Bloomberg recently released their Bloomberg Green’s Electric Car Ratings that ranked the top electric vehicles in the U.S. for 2022, with Tesla having every one of its models included in the top 10.
The rankings are based on the Bloomberg Green rating, a methodology formulated as a collaboration between Atlas Public Policy, BloombergNEF, and the Union of Concerned Scientists. It simplifies comparisons by measuring two metrics: battery size and driving economy. Bloomberg recognizes that measuring the true and full impact of each vehicle is an exercise of astronomical complexity, but creating a more simplified system would make it easier to compare existing EVs and quickly assess new models being released.

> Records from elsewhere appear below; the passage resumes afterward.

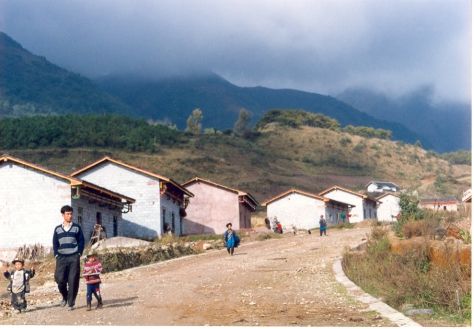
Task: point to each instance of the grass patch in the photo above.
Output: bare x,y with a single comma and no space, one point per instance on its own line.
266,236
410,278
343,225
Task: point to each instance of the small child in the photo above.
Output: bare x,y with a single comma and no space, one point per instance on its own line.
19,284
91,273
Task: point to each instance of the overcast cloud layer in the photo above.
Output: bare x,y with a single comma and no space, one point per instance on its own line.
322,46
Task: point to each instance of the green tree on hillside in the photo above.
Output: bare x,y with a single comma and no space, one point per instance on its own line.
193,124
242,125
298,118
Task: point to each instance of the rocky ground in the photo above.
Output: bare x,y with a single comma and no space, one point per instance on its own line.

The driving economy portion measures how efficiently and far an EV can travel on the road while battery size is a stand-in for measuring the carbon cost to manufacture the vehicle — lithium is the main component of almost all EV batteries to date and mining lithium is a resource-intensive and emission heavy practice. The score is weighted so that 70% is represented by the driving economy and 30% accounts for the battery size as a proxy for the car’s carbon cost.
Image source: Bloomberg
This year the Lucid Air ranked number one in the U.S. with a green rating of 71.1, followed by the Tesla Model 3, and the Tesla Model S in third place. The newer EV truck models came in last due in large part to their increased weight. In all, there were 34 EVs ranked.
Image source: Bloomberg
Investing in Tesla and EV Growth
For investors looking to capture the potential growth of major EV producers globally, the KraneShares Electric Vehicles and Future Mobility ETF (NYSE: KARS) offers a good solution.

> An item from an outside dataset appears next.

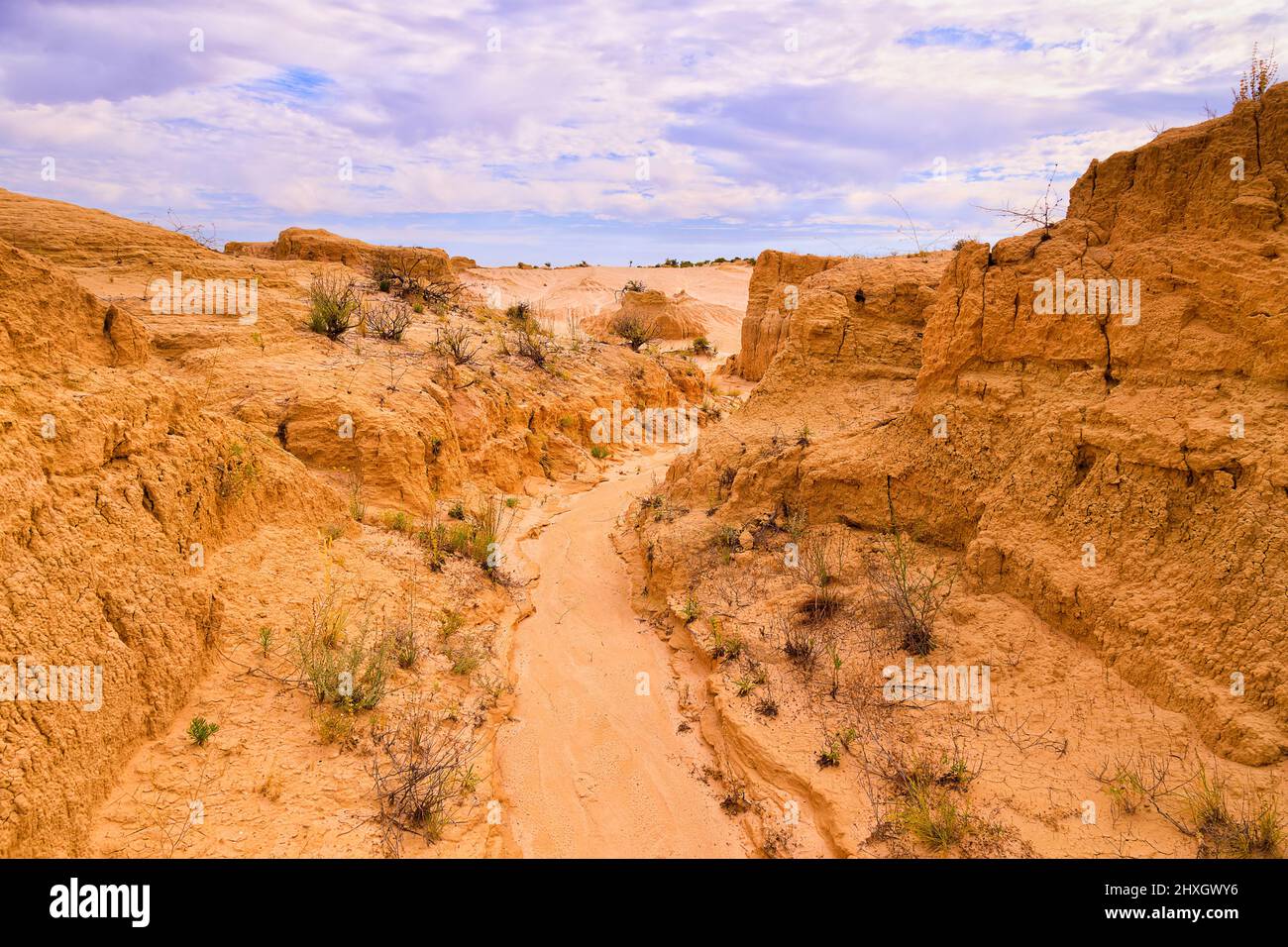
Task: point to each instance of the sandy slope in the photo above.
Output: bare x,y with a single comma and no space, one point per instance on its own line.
589,768
587,290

KARS invests in many familiar car companies such as GM, Tesla, Ford, Mercedes-Benz, BMW, and major Chinese EV manufacturers such as Li Auto, Nio, and BYD, some of the biggest companies in the global electric vehicle industry.
Tesla is carried within the fund at a 3.86% weight and is the fourth-largest holding of KARS.

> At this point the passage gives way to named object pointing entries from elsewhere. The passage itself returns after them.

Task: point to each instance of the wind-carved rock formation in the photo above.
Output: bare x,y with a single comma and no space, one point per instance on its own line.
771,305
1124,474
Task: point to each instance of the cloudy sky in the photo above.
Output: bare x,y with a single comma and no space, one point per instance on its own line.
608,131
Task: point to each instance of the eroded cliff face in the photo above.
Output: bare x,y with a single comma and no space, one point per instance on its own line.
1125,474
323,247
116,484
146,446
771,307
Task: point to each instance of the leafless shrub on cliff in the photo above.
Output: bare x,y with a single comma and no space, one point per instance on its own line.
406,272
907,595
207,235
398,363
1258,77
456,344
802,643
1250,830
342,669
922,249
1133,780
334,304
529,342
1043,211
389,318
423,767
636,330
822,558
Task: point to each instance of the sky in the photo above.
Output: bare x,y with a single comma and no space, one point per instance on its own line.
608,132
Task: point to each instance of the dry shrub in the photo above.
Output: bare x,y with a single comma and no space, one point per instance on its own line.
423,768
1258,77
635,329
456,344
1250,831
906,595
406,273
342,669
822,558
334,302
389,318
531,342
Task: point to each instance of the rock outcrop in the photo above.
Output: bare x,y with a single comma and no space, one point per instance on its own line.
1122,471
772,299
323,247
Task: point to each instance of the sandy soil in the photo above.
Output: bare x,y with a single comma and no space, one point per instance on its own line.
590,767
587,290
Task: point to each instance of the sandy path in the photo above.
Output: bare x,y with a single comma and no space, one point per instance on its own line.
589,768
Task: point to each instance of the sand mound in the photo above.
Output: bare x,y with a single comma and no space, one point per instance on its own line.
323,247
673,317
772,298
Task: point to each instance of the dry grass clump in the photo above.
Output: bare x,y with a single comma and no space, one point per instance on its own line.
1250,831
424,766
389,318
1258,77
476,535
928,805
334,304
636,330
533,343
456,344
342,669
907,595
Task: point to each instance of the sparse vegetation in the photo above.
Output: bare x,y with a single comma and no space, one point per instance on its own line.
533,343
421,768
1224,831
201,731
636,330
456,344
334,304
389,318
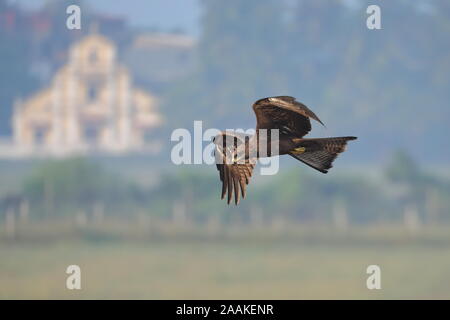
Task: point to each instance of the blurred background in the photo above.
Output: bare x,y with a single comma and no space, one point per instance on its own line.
85,170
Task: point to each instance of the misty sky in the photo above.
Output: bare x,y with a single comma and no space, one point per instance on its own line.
165,15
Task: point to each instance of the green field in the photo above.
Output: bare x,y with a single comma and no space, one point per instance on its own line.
224,269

KARS measures the performance of the Bloomberg Electric Vehicles Index, which tracks the industry holistically, including exposure to electric vehicle manufacturers, electric vehicle components, batteries, hydrogen fuel cells, and the raw materials utilized in the synthesis of producing parts for electric vehicles.
The index has strict qualification criteria. Companies must be part of the Bloomberg World Equity Aggregate Index, have a minimum free-float market cap of $500 million, and have a 90-day average daily traded value of $5 million.
The ETF has an expense ratio of 0.70%.